Python documentation for os.removexattr — what doe

2019-02-24 02:48发布

问题:

My first question, please be gentle. I searched but could not find an answer here or elsewhere.

Note that this question does not apply to unpacking of arguments like *args.

In the python 3.3 documentation for os.removexattr the following is stated:

os.removexattr(path, attribute, *, follow_symlinks=True)

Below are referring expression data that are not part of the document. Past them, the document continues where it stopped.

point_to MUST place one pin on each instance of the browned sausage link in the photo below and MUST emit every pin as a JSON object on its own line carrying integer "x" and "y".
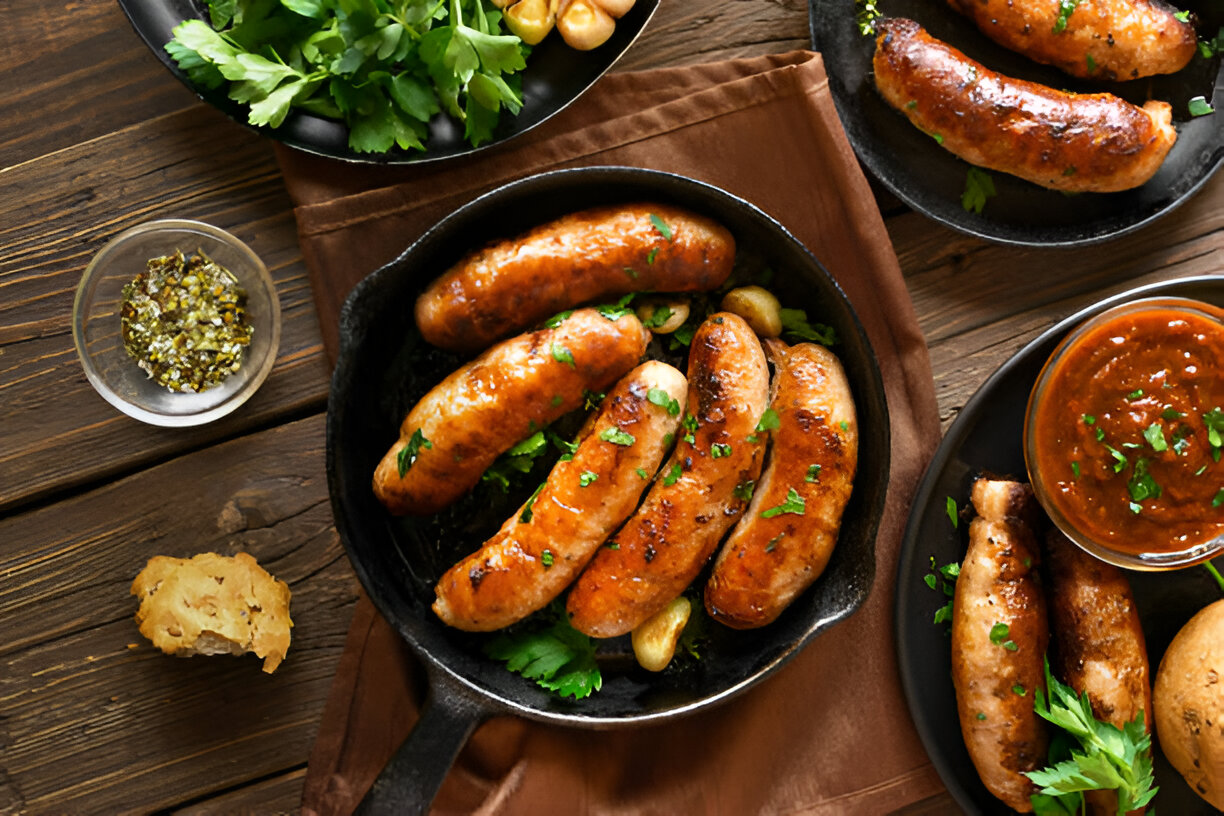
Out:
{"x": 781, "y": 546}
{"x": 999, "y": 639}
{"x": 579, "y": 258}
{"x": 1098, "y": 641}
{"x": 1102, "y": 39}
{"x": 694, "y": 500}
{"x": 469, "y": 419}
{"x": 540, "y": 549}
{"x": 1064, "y": 141}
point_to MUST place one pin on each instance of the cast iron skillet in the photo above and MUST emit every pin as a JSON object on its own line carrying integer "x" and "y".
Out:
{"x": 930, "y": 180}
{"x": 987, "y": 438}
{"x": 556, "y": 76}
{"x": 384, "y": 367}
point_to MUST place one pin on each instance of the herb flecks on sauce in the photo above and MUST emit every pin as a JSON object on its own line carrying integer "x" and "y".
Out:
{"x": 184, "y": 321}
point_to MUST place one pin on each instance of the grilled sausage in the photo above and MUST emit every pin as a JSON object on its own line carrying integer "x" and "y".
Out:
{"x": 999, "y": 639}
{"x": 464, "y": 422}
{"x": 579, "y": 258}
{"x": 540, "y": 549}
{"x": 1074, "y": 142}
{"x": 1102, "y": 39}
{"x": 1098, "y": 641}
{"x": 695, "y": 499}
{"x": 774, "y": 556}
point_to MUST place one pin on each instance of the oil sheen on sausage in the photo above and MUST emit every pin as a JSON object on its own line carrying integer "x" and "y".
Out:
{"x": 579, "y": 258}
{"x": 698, "y": 494}
{"x": 540, "y": 549}
{"x": 1098, "y": 39}
{"x": 1098, "y": 644}
{"x": 1092, "y": 142}
{"x": 999, "y": 639}
{"x": 519, "y": 385}
{"x": 787, "y": 535}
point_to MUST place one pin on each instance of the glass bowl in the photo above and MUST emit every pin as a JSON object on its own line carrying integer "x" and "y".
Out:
{"x": 96, "y": 323}
{"x": 1113, "y": 461}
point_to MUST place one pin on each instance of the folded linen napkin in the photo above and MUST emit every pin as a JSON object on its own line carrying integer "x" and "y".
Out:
{"x": 826, "y": 734}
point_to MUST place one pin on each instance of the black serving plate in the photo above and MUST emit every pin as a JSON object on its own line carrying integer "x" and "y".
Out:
{"x": 987, "y": 438}
{"x": 930, "y": 180}
{"x": 556, "y": 76}
{"x": 384, "y": 367}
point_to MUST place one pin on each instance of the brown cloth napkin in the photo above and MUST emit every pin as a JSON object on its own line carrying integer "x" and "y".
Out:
{"x": 830, "y": 732}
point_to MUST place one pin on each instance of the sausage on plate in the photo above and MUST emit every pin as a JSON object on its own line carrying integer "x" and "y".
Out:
{"x": 999, "y": 639}
{"x": 540, "y": 549}
{"x": 519, "y": 385}
{"x": 1093, "y": 142}
{"x": 698, "y": 494}
{"x": 1098, "y": 39}
{"x": 579, "y": 258}
{"x": 787, "y": 535}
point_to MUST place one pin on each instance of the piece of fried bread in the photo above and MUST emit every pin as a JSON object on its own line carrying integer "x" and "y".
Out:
{"x": 213, "y": 604}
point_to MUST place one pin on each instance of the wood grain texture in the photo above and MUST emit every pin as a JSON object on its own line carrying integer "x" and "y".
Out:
{"x": 56, "y": 213}
{"x": 92, "y": 717}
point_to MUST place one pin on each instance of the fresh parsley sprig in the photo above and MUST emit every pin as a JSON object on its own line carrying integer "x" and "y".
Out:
{"x": 1109, "y": 757}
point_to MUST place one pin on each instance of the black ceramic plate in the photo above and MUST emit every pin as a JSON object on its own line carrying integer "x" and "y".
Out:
{"x": 556, "y": 76}
{"x": 384, "y": 367}
{"x": 930, "y": 179}
{"x": 987, "y": 438}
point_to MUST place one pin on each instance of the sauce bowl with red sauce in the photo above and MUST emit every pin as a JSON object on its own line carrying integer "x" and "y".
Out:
{"x": 1124, "y": 434}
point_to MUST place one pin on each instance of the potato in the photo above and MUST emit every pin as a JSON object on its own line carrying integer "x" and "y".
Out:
{"x": 584, "y": 26}
{"x": 673, "y": 318}
{"x": 654, "y": 640}
{"x": 759, "y": 308}
{"x": 1189, "y": 701}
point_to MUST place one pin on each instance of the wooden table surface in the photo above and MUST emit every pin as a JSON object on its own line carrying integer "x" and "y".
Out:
{"x": 98, "y": 136}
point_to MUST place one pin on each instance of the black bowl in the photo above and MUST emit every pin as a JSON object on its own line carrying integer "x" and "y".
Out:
{"x": 384, "y": 367}
{"x": 930, "y": 180}
{"x": 556, "y": 76}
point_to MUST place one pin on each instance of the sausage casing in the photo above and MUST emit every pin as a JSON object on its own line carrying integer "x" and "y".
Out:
{"x": 999, "y": 637}
{"x": 519, "y": 385}
{"x": 774, "y": 556}
{"x": 579, "y": 258}
{"x": 540, "y": 549}
{"x": 694, "y": 500}
{"x": 1065, "y": 141}
{"x": 1098, "y": 641}
{"x": 1102, "y": 39}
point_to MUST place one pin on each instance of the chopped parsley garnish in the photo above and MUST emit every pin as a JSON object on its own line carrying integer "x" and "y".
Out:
{"x": 617, "y": 437}
{"x": 1200, "y": 107}
{"x": 794, "y": 321}
{"x": 664, "y": 400}
{"x": 408, "y": 454}
{"x": 561, "y": 354}
{"x": 551, "y": 652}
{"x": 978, "y": 187}
{"x": 661, "y": 225}
{"x": 525, "y": 516}
{"x": 1108, "y": 757}
{"x": 793, "y": 504}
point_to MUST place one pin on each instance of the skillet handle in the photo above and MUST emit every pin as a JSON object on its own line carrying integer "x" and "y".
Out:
{"x": 411, "y": 778}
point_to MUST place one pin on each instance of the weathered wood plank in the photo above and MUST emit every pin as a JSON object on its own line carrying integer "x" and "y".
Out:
{"x": 280, "y": 794}
{"x": 58, "y": 211}
{"x": 92, "y": 717}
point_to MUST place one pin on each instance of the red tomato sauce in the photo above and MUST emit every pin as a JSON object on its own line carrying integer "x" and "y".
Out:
{"x": 1124, "y": 431}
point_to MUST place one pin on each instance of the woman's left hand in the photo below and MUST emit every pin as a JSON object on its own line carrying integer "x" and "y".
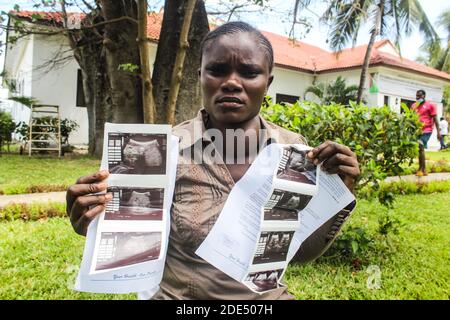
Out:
{"x": 337, "y": 158}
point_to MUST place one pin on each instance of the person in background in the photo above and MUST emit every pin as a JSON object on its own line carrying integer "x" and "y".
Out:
{"x": 235, "y": 74}
{"x": 443, "y": 124}
{"x": 427, "y": 115}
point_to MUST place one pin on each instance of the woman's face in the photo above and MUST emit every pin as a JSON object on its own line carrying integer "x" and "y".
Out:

    Removes the extended filesystem attribute attribute from path.
    attribute should be bytes or str. If it is a string, it is encoded
    with the filesystem encoding.

    This function can support specifying a file descriptor and not
    following symlinks.

Note that the third argument is a star: *

I assumed that this means "specify one attribute or several attributes separated by comma", but when trying to do that, I get an exception:

import os
os.removexattr('M7-AAE-01.jpg', 'user.camera_brand', 'user.camera_model')
    Traceback (most recent call last):
      File "<stdin>", line 1, in <module>
    TypeError: Function takes at most 2 positional arguments (3 given)

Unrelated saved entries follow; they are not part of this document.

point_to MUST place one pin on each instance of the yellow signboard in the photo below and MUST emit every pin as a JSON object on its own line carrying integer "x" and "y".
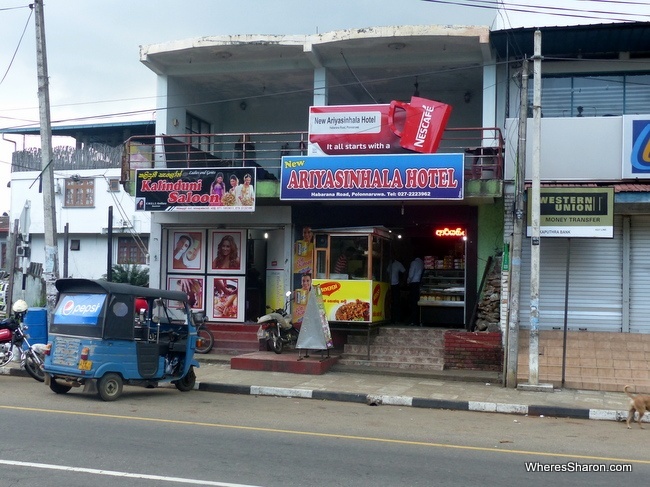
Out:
{"x": 354, "y": 300}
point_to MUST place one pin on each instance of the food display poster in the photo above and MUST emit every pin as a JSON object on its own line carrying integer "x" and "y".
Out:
{"x": 353, "y": 300}
{"x": 221, "y": 189}
{"x": 373, "y": 177}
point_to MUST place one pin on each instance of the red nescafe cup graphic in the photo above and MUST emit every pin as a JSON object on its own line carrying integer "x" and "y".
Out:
{"x": 424, "y": 123}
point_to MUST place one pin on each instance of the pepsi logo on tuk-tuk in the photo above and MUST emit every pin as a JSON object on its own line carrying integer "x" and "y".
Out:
{"x": 80, "y": 309}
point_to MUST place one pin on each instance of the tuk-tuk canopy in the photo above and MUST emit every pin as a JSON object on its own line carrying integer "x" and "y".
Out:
{"x": 72, "y": 285}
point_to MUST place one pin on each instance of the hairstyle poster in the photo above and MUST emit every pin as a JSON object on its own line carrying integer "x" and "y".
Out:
{"x": 192, "y": 286}
{"x": 227, "y": 298}
{"x": 187, "y": 251}
{"x": 228, "y": 252}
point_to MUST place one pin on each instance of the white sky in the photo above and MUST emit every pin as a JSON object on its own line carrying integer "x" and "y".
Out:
{"x": 93, "y": 46}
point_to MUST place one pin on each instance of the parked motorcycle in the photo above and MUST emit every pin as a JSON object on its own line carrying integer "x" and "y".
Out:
{"x": 276, "y": 328}
{"x": 15, "y": 345}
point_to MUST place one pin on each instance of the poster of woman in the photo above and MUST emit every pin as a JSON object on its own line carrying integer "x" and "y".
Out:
{"x": 192, "y": 286}
{"x": 188, "y": 253}
{"x": 227, "y": 298}
{"x": 228, "y": 252}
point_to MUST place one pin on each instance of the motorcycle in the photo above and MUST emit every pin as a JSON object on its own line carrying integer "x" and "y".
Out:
{"x": 14, "y": 344}
{"x": 276, "y": 328}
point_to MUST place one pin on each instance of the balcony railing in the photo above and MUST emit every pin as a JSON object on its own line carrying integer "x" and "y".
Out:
{"x": 482, "y": 147}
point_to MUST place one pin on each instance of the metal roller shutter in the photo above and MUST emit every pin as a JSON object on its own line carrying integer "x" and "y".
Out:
{"x": 595, "y": 283}
{"x": 640, "y": 274}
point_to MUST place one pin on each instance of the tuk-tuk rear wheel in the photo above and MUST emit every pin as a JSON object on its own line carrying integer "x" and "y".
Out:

I also tried to supply a list of arguments, but that did not work either.

What exactly does the star argument mean in this case? Thank you.

回答1:

The single asterisk * just means that it is forcing you to use named arguments. In this case if you want to pass a value for follow_symlinks, you have to pass the argument name.

The idea is you don't having to read function calls like foo(True, False, False) and not know what those values are doing.